The concept of a public meeting on November 18 featuring the four Illinois legislative leaders and the governor sounds nice, but will it actually move the ball forward and break the months-long governmental impasse?

As you might know, a group of good-government types recently called on the state's leaders to sit down and talk about solving the state's budget issues. The four tops and the governor haven't met as a group since late May.

House Speaker Michael Madigan quickly accepted and then suggested that the meeting be held in public. The move has quite a few people scratching their heads, because nobody expects anything will be solved while the public is looking on.

So why bother?

A big reason is that the Democrats want the public to see what they've been seeing with their own eyes for months. They say the governor walks in, exchanges pleasantries, and then repeats the same basic talking points that he's been making since April.

Top Democratic sources say that Rauner cannot talk in detail about much of his Turnaround Agenda. They've asked relatively uncomplicated questions about tort reform, for example, and claim they've been met with empty stares.

"They can prep him [Rauner] on the budget for the next month and it won't do any good," fretted a top Republican shortly after Madigan suggested a public meeting.
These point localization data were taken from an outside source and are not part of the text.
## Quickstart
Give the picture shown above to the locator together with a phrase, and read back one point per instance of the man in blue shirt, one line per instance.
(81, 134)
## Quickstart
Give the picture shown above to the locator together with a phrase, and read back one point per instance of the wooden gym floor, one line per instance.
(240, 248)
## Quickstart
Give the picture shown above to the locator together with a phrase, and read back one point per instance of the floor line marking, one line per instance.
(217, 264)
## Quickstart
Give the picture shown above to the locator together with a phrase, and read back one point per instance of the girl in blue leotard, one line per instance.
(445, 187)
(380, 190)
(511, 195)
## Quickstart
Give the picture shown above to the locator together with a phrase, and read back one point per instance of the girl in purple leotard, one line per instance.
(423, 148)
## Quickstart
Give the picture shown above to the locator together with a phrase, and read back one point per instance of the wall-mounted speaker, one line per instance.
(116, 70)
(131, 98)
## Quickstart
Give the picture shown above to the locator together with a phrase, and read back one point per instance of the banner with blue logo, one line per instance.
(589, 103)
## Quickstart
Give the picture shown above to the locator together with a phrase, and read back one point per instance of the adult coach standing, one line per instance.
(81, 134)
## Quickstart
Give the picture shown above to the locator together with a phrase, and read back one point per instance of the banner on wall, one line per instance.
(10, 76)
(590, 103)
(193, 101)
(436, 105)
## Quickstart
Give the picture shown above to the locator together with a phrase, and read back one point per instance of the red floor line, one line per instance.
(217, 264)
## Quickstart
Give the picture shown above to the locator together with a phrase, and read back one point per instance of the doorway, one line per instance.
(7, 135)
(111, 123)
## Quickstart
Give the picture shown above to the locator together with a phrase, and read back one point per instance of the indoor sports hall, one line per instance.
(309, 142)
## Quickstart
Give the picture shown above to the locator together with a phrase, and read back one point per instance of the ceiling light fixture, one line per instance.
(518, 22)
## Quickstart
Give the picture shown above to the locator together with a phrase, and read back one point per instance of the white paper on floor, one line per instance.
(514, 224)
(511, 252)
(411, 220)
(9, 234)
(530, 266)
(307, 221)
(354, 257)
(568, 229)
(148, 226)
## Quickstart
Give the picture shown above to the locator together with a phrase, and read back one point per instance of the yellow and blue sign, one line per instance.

It's not that the governor isn't bright; he is a very smart man. It's just that he has never been a detail guy. And a big part of the problem with these negotiations is that many of the topics are nothing but details. Even the far-more-experienced Madigan might be able to delve down only a couple of levels into the workers' comp issue, but he doesn't have the expertise to go much deeper than that, Democrats admit.

What they need to do is set up some expert committees and let them deal with the details. But the experts can't do that until the tops give them some sort of direction, and everybody is just floundering right now.

Back to the upcoming meeting.

Rauner did his level best the other day to once again tamp down expectations ahead of the meeting. "I don't think it's going to matter much," the governor said, noting correctly that people don't like to compromise in front of cameras.

Rauner and his legislative allies have been insisting that the governor be allowed to set the agenda, which has some of the government reformers who initially proposed the sit-down worried that he would attempt to hijack the meeting and insist on talking only about his Turnaround Agenda, which he wants resolved before he will negotiate the budget. The agenda includes some harshly anti-union proposals on collective bargaining, as well as some unacceptable (to Democrats and unions) changes in the workers' compensation program and things such as term limits and redistricting reform.

But the governor also said something last week that went almost completely unnoticed. Rauner told reporters that he was planning a "comprehensive agenda" for the meeting.

"We will include structural reform in the agenda," Rauner said (predictably, since that's code for his Turnaround stuff). But then he said: "We will include revenue and taxes on the agenda, we'll include spending levels on the agenda."

The idea may be to put the Democrats on the spot and finally make them talk about what taxes they want to raise.

Madigan reiterated his support for new revenues recently in Chicago. "The number-one problem facing the government of the State of Illinois is the state budget deficit," he said for the millionth time. "Which means that we have to get together to talk, negotiate, do some cuts, and do some new revenue. There should be a balanced approach."

Madigan, however, has never specifically said what "new revenue" he would actually back, and neither has Senate President John Cullerton. The governor's people have been quietly pointing out this glaring omission for the past several days.

The governor told top Democrats during a private meeting months ago that he would be willing to raise the income tax to 4.75 percent, which is a percentage point higher than its current level, if he got what he wanted on the Turnaround Agenda. The Democrats have not yet accepted that proposal and have apparently been waiting for the governor to make his offer public.

I doubt anything gets done at this upcoming meeting, but it might be fun to watch.